XtalOpt: An open-source evolutionary algorithm for crystal structure prediction

https://doi.org/10.1016/j.cpc.2010.07.048Get rights and content

Abstract

The implementation and testing of XtalOpt, an evolutionary algorithm for crystal structure prediction, is outlined. We present our new periodic displacement (ripple) operator which is ideally suited to extended systems. It is demonstrated that hybrid operators, which combine two pure operators, reduce the number of duplicate structures in the search.
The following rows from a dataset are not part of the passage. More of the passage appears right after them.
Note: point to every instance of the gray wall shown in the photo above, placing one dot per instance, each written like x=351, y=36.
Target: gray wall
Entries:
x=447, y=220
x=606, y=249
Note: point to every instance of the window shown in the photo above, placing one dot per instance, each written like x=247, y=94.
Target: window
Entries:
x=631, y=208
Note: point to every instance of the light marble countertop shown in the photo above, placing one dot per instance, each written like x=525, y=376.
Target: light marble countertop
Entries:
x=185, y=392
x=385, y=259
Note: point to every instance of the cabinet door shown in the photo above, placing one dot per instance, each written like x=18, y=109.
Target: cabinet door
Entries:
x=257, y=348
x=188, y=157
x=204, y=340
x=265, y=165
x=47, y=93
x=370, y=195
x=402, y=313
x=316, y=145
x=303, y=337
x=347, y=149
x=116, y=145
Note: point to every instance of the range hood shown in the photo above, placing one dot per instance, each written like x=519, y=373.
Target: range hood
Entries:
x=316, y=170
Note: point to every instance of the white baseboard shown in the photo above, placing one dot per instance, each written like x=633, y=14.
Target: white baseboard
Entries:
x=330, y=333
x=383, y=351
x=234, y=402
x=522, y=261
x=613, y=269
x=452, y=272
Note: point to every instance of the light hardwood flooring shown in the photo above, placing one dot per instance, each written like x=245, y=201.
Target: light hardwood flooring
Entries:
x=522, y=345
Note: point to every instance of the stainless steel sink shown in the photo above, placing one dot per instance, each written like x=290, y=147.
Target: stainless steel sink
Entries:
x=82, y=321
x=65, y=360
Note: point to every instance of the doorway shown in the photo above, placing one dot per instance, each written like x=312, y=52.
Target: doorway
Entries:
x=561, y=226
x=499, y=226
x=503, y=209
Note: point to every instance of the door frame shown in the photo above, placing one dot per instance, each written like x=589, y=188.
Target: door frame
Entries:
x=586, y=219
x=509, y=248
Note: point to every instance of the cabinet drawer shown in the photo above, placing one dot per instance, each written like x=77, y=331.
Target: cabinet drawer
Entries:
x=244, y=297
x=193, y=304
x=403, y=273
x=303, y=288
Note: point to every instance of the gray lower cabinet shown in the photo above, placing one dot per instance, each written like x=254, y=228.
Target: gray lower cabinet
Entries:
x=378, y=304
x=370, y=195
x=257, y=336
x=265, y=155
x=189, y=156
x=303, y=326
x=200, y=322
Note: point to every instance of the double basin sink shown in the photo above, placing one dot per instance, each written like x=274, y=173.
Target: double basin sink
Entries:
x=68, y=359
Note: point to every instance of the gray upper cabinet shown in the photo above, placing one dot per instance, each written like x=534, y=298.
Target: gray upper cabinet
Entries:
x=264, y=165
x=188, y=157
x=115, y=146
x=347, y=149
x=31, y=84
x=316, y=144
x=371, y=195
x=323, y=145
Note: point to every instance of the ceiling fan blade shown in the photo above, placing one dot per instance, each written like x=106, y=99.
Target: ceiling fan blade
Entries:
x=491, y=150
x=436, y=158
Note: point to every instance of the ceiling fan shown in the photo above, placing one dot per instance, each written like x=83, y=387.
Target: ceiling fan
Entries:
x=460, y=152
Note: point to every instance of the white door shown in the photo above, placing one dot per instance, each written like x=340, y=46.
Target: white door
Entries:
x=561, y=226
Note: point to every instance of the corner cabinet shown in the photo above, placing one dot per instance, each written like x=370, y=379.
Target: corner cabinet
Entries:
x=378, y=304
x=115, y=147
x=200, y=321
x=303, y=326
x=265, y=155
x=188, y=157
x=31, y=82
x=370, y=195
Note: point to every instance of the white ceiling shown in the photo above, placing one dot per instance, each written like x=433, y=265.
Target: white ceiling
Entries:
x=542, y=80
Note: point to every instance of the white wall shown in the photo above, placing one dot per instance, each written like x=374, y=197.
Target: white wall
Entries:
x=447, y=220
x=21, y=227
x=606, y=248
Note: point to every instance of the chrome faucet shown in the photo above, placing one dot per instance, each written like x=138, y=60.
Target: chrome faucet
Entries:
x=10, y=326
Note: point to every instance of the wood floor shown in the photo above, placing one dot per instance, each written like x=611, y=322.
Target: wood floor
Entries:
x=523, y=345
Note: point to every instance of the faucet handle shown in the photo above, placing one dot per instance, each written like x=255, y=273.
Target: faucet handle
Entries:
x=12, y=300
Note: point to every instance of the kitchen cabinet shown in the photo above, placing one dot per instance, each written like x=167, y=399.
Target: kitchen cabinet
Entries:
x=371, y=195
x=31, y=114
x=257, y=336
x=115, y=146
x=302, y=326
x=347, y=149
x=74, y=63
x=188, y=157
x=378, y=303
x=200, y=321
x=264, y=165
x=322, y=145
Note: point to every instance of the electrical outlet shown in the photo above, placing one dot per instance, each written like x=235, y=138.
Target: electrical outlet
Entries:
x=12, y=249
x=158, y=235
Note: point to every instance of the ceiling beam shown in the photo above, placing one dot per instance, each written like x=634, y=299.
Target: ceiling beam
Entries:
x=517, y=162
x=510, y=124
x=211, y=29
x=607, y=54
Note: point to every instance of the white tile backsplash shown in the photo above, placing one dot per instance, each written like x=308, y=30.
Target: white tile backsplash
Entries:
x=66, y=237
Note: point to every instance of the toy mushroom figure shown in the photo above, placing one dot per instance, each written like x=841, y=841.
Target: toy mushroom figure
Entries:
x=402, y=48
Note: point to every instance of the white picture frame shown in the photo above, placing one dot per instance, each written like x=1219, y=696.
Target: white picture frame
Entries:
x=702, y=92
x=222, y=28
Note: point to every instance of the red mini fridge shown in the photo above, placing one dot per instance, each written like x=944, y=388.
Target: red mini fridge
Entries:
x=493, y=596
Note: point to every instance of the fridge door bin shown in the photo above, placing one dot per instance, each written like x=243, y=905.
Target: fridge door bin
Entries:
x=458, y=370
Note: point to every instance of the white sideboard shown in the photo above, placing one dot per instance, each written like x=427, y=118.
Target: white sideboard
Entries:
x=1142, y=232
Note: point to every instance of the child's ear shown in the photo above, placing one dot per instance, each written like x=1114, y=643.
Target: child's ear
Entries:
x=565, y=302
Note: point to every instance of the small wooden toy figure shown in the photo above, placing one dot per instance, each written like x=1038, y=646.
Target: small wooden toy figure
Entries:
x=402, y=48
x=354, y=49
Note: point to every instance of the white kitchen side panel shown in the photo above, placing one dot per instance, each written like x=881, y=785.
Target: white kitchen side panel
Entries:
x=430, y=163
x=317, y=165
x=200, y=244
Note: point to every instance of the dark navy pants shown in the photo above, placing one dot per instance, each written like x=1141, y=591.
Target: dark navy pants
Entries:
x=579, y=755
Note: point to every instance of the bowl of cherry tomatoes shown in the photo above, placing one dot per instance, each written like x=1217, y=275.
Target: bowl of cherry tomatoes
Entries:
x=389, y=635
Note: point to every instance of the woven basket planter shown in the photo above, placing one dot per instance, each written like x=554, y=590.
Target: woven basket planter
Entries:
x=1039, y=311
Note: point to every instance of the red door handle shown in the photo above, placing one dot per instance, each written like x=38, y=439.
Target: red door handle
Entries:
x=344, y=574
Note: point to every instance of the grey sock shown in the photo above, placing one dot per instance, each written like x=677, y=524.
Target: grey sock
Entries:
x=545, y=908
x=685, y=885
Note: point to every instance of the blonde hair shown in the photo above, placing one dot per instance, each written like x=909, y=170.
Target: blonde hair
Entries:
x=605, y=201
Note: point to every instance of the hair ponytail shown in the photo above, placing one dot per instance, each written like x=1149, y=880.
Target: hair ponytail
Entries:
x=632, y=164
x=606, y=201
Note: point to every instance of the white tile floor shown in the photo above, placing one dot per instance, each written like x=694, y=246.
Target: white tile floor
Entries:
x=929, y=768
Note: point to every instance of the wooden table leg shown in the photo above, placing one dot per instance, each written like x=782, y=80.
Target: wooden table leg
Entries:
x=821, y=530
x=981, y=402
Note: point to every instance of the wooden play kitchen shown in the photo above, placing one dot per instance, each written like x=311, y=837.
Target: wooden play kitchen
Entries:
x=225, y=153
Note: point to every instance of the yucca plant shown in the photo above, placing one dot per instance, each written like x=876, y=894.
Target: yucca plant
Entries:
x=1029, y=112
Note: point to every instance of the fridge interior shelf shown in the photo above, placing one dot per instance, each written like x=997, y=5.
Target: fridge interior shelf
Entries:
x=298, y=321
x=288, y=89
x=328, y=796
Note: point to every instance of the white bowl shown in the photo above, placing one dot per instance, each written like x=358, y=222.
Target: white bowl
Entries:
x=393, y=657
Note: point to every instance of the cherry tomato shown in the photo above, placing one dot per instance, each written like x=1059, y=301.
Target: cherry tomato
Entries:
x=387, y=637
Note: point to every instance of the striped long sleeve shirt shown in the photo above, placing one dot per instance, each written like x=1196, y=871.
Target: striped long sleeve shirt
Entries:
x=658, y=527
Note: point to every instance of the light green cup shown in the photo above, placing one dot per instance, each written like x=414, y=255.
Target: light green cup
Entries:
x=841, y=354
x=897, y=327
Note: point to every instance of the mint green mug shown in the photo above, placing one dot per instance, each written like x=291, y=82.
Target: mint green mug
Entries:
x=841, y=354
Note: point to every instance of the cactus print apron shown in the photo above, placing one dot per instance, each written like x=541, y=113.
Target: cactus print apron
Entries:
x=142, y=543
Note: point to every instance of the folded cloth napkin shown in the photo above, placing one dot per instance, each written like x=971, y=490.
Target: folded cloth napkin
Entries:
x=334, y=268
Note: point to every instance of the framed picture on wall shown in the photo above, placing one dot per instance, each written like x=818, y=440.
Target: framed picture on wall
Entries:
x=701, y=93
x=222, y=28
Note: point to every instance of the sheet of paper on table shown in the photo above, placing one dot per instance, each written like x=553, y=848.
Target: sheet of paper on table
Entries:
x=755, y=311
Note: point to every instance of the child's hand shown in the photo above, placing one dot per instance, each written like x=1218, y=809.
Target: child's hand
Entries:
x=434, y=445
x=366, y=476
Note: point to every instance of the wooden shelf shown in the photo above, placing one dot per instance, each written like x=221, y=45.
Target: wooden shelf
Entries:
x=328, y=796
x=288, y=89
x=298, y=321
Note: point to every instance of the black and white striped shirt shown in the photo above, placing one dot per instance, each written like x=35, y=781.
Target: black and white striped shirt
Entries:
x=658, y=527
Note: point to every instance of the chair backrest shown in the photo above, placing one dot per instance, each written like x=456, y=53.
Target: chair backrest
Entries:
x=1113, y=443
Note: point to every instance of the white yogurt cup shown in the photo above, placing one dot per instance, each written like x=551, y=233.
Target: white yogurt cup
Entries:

This allows for better exploration of the potential energy surface of the system in question, while simultaneously zooming in on the most promising regions. A continuous workflow, which makes better use of computational resources as compared to traditional generation based algorithms, is employed. Various parameters in XtalOpt are optimized using a novel benchmarking scheme. XtalOpt is available under the GNU Public License, has been interfaced with various codes commonly used to study extended systems, and has an easy to use, intuitive graphical interface.

Program summary

Program title: XtalOpt

Catalogue identifier: AEGX_v1_0

Program summary URL: http://cpc.cs.qub.ac.uk/summaries/AEGX_v1_0.html

Program obtainable from: CPC Program Library, Queen's University, Belfast, N. Ireland

Licensing provisions: GPL v2.1 or later [1]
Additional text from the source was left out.